The freight facilities were located in the northwest part of the station. They are no longer in operation. Some buildings have been preserved, but the yard has lost its sidings and is no longer owned by Deutsche Bahn. They are used commercially. The street name of Am Güterbahnhof (at the freight yard) recalls its earlier use. Soltau (Han) station itself is usually no longer used for freight transport as it is handled at the freight yard at the Soltau (Han) Süd station of the Osthannoversche Eisenbahnen (OHE), which is only a few hundred metres away and has a track connection.

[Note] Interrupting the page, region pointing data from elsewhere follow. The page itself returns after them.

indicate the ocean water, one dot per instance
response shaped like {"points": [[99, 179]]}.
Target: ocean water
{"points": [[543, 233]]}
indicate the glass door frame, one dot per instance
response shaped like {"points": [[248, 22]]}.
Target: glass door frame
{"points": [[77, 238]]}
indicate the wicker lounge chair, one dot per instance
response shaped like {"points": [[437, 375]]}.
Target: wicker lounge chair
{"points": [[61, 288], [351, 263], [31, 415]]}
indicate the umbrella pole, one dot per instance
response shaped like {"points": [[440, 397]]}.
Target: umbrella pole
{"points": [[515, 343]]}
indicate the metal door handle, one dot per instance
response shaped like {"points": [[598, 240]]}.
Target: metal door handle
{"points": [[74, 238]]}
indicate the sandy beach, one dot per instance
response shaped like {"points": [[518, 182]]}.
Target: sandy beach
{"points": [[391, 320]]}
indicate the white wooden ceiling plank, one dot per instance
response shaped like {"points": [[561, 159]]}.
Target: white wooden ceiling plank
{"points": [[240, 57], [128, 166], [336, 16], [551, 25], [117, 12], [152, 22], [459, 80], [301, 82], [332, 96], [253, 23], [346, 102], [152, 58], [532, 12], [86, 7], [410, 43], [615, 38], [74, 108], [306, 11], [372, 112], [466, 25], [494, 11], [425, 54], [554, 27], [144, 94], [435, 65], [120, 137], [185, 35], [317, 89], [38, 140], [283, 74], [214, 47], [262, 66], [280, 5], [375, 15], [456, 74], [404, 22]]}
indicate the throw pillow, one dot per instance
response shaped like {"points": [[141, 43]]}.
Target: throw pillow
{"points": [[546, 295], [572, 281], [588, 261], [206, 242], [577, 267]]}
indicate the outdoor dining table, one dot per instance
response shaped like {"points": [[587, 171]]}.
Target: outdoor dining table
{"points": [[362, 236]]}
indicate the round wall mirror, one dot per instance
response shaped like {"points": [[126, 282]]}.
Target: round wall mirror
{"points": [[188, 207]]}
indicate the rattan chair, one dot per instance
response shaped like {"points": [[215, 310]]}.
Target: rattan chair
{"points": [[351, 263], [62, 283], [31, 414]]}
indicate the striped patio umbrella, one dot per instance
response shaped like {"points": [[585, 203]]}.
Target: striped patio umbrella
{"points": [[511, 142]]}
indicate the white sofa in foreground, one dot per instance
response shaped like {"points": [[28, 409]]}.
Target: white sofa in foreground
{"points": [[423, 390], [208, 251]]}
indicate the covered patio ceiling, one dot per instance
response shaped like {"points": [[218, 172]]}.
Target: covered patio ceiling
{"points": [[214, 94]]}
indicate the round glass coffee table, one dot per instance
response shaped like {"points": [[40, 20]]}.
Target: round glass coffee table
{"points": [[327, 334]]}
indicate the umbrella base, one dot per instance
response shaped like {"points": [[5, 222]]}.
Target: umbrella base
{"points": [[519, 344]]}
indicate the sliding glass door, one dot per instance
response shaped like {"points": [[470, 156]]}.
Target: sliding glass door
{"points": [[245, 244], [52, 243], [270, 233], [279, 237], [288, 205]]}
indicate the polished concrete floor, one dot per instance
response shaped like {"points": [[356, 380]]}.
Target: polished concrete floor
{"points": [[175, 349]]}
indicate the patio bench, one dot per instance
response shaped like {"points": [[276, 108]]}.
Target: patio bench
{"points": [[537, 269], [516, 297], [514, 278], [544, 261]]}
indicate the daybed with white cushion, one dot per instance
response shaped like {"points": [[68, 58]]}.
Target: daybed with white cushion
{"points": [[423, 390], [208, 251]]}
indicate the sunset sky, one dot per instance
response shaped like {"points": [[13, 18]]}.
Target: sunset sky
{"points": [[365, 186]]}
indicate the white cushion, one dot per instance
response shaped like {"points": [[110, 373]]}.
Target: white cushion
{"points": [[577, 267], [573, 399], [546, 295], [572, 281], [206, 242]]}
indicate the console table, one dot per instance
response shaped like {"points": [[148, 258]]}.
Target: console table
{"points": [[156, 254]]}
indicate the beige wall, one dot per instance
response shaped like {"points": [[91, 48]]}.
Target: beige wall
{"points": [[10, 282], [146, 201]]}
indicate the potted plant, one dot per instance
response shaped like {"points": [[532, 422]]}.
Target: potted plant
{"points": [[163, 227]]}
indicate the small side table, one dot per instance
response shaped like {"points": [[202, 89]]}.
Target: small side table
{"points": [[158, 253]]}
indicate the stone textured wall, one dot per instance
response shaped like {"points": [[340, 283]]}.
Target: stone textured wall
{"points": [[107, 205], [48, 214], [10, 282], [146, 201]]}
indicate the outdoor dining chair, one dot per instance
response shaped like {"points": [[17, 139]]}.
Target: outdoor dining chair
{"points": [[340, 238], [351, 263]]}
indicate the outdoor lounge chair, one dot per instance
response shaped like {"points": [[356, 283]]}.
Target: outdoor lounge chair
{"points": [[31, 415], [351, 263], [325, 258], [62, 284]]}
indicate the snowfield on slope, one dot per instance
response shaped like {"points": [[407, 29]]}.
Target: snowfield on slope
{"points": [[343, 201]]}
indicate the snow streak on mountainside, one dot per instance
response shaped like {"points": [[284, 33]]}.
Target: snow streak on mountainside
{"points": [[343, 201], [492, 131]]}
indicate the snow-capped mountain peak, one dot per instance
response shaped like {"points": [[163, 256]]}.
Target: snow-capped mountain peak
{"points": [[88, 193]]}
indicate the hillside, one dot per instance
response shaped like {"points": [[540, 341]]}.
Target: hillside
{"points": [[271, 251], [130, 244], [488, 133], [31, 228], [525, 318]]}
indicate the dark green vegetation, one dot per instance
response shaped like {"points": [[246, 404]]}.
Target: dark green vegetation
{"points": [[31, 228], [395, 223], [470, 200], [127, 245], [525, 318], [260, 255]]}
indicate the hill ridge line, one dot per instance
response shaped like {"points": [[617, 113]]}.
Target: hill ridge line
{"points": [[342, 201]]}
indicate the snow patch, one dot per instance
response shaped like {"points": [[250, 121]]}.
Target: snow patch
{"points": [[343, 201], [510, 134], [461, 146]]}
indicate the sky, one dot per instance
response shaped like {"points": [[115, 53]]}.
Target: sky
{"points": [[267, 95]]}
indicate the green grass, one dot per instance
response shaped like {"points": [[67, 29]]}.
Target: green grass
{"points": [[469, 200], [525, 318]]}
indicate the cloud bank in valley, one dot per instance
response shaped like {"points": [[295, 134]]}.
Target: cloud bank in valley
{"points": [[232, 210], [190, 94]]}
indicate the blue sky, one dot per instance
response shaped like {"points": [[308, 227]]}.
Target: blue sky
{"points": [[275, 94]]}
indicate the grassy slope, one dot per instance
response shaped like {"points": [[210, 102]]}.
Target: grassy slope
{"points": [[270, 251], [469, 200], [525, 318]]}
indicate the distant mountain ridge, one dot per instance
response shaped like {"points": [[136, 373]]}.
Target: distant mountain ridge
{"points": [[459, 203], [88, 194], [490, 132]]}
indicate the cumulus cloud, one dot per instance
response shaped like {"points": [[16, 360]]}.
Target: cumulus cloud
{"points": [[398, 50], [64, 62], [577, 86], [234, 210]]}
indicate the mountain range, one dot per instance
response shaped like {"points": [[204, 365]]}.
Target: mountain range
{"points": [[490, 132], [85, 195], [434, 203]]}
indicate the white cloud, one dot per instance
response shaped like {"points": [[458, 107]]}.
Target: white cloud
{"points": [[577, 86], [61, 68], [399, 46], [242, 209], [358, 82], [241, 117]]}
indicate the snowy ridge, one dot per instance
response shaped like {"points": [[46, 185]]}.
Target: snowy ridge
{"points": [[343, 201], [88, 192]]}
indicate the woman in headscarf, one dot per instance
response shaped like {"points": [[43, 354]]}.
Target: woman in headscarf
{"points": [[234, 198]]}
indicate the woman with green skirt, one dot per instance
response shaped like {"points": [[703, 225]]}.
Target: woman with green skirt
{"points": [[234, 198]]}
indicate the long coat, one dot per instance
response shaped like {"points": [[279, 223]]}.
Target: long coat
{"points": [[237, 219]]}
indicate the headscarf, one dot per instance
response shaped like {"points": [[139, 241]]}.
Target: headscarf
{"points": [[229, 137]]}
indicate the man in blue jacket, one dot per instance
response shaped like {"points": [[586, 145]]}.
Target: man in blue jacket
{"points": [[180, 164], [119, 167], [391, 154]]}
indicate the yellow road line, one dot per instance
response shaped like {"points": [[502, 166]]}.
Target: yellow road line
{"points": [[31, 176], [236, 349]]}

The station is therefore affected mainly by through traffic.

=== Bus services===
Directly in front of the station there is a bus stop. Nine bus lines of the Verkehrsgemeinschaft Nordost-Niedersachsen (VNN) connect the station with the surrounding towns of Schneverdingen (Linie 106), Bispingen (154), Neuenkirchen (205), Munster (305) or Wietzendorf (355) and the Soltau suburbs. Special services to Heide-Park and Designer Outlet Soltau are also operated.

Numerous tour operators also operate to Soltau (Han) station. Until April 2014, the station was a stop of the daily Cuxhaven–Berlin long-distance bus route operated by Berlin Linien Bus-Gesellschaft.